Some of the country’s major business organizations are calling on the government to return more than P107 billion that the Philippine Deposit Insurance Corp. (PDIC) remitted to the National Treasury, saying the move could erode trust in the financial system.

In a joint statement, the Financial Executives Institute of the Philippines, Institute of Corporate Directors, Makati Business Club, Philippine Chamber of Commerce and Industry, and the Philippine Finance Association warned that the transfer of PDIC’s accumulated resources—booked as 2024 dividend collections from government-owned and controlled corporations—raises red flags about deposit protection.
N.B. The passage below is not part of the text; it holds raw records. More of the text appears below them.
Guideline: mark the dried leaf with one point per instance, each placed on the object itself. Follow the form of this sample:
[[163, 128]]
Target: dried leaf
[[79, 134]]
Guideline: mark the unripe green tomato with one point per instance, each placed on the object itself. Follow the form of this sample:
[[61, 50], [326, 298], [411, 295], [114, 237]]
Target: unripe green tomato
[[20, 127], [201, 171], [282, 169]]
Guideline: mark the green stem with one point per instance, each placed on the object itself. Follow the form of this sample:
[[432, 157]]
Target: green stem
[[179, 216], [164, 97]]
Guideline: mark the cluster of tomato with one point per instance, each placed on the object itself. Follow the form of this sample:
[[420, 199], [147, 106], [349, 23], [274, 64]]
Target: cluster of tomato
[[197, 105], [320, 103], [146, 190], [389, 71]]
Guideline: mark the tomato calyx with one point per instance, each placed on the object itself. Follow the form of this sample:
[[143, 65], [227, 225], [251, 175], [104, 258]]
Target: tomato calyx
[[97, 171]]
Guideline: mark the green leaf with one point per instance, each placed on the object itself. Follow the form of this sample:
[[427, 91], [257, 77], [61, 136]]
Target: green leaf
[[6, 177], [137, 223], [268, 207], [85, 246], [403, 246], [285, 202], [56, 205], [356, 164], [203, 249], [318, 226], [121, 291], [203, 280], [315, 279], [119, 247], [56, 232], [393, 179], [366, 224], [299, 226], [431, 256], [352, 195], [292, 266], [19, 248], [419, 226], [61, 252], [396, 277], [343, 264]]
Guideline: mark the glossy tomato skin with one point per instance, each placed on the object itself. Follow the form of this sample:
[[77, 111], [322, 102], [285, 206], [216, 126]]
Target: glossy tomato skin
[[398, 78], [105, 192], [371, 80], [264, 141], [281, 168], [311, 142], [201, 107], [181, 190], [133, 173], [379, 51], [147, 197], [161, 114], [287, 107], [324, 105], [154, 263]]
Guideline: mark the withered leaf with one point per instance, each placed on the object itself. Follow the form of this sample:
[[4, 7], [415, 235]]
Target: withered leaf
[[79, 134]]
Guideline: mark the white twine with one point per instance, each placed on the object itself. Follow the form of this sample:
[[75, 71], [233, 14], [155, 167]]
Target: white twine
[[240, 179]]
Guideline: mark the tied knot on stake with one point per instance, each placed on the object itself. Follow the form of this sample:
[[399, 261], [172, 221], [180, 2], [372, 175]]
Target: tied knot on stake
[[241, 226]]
Concerns Over Independence and System Integrity

The groups emphasized that although the banking sector remains resilient, public confidence is its most important safeguard. They argued that PDIC must remain independent, transparent, and sufficiently capitalized to fulfill its mandate of protecting depositors.

“Returning the remitted funds will reaffirm that PDIC’s resources are reserved exclusively for safeguarding public deposits and upholding confidence in the financial system,” the organizations said.

Officials have clarified that the Deposit Insurance Fund (DIF) remains untouched and that its current ratio to estimated insured deposits stands at 7.83%, above the 6.5% target. However, the business groups stressed that transferring any portion of PDIC’s reserves to the Treasury “raises serious concerns,” noting that the institution exists to protect depositors and maintain stability.

‘Dangerous Fiscal Precedent,’ Groups Warn

The remittance was enabled by a special budget provision under the 2024 Unprogrammed Allocations and is linked to ongoing controversy around flood control projects. Business groups argue that the move blurs the line between fiscal strategy and financial safeguards, setting a “dangerous precedent” and risking reputational damage to regulators and the government at a time of heightened public scrutiny over corruption and fiscal strain.

They urged the Department of Finance and Congress to return the full amount to PDIC and revisit its treatment in the 2026 national budget. They also called for measures to ring-fence the DIF from future remittances and require transparent reporting on PDIC’s ability to respond to systemic shocks.

“We urge policymakers, as they finalize the 2026 National Budget, to restore the transferred funds and strengthen PDIC’s role as the nation’s last line of defense for depositors,” the statement read.